Howard Fillit, co-founder and chief science officer at the Alzheimer’s Drug Discovery Foundation, told BioSpace this could also be a big deal for patients but added that he believes this discrepancy will be managed by the industry-wide movement toward subcutaneous injection—a field he said was pioneered by gantenerumab, which he called “kind of a proof of concept.”
“The infusion centers are expensive and there’s a heavy burden there,” Fillit said. “It’s doable, but I think the movement to home-administered subcutaneous injections of these antibodies is the future.”
Another notable difference is that treatment in TRAILBLAZER-ALZ 2 was stopped when amyloid plaque was cleared. In this trial, the treatment effect of donanemab continued to increase relative to placebo over 18 months, even though many participants completed their course of therapy at six or 12 months, an Eli Lilly representative told BioSpace. “This does support the benefits and reduced treatment burden of limited duration dosing,” the representative said.
Fillit said Lilly’s data on stopping rules may give donanemab an advantage but added that he isn’t sure how clinically meaningful this difference would be. He said he hopes that as Leqembi and other drugs in this class enter the market stopping rules will become part of the standard of care, noting that this could reduce the cost of these medications to payers including Medicare.
In Leqembi’s case, Irizarry said there is an advantage to continued treatment. In addition to amyloid plaques, Leqembi preferentially targets amyloid beta protein protofibrils—a soluble aggregated amyloid species. “So even when amyloid plaques are cleared, there’s still activity binding to this soluble aggregated species.”
Data from Leqembi’s Phase II study, where treatment was stopped and then reinitiated, suggests that when treatment is stopped, amyloid and tau gradually reaccumulate, and that continued treatment can continue to bring these levels down, Irizarry said.
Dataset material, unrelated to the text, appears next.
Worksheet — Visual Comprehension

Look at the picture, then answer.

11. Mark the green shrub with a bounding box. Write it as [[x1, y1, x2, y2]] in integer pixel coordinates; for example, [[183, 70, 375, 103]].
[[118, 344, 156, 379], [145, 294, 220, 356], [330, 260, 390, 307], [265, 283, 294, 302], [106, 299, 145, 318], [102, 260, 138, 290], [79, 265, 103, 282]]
Salloway agreed with this assessment but said that the reaccumulation occurs at a very slow rate. “We don’t know how long or which patients need to stay on longer term treatment, and whether or not the dosing interval could either be stopped or spread out.” He suggested that treatment could be individualized and said that having an evidence-based way to guide these decisions—such as a blood test measuring p-tau or a PET scan to measure amyloid—would be helpful.
A $30B Market
With the time required to establish infusion sites, Medicare coverage details still emerging—and the fact that donanemab has yet to be approved—the combined market value for the two prospective leaders is not yet clear.
“Everybody knows, foreseeably, that these drugs are going to get used,” Syed said. “The question is, what is the ramp?”
With the FDA’s traditional approval of Leqembi in July, the Centers for Medicare and Medicaid Services broadened its coverage, allowing the drug to be prescribed outside of a clinical trial. Now, it is available on the market to patients diagnosed with mild cognitive impairment or mild Alzheimer’s disease dementia, with evidence of beta-amyloid deposits in the brain. This coverage criteria is expected to extend to donanemab, if it is approved.
Whoever emerges as the market leader—if either does—Syed said he projects the market to be around $30 billion between Leqembi and donanemab, with Mizuho guiding toward net sales of $12 billion at Leqembi’s peak. GlobalData concurs, with the data and analytics company forecasting $12.9 billion in sales between 2023 and 2028.
For Leqembi, a company spokesperson told BioSpace that Eisai expects about 10,000 patients to be on the drug in the U.S. by March 31, 2024—the end of its fiscal year—and projects revenue of up to $7 billion in annual global sales by 2030.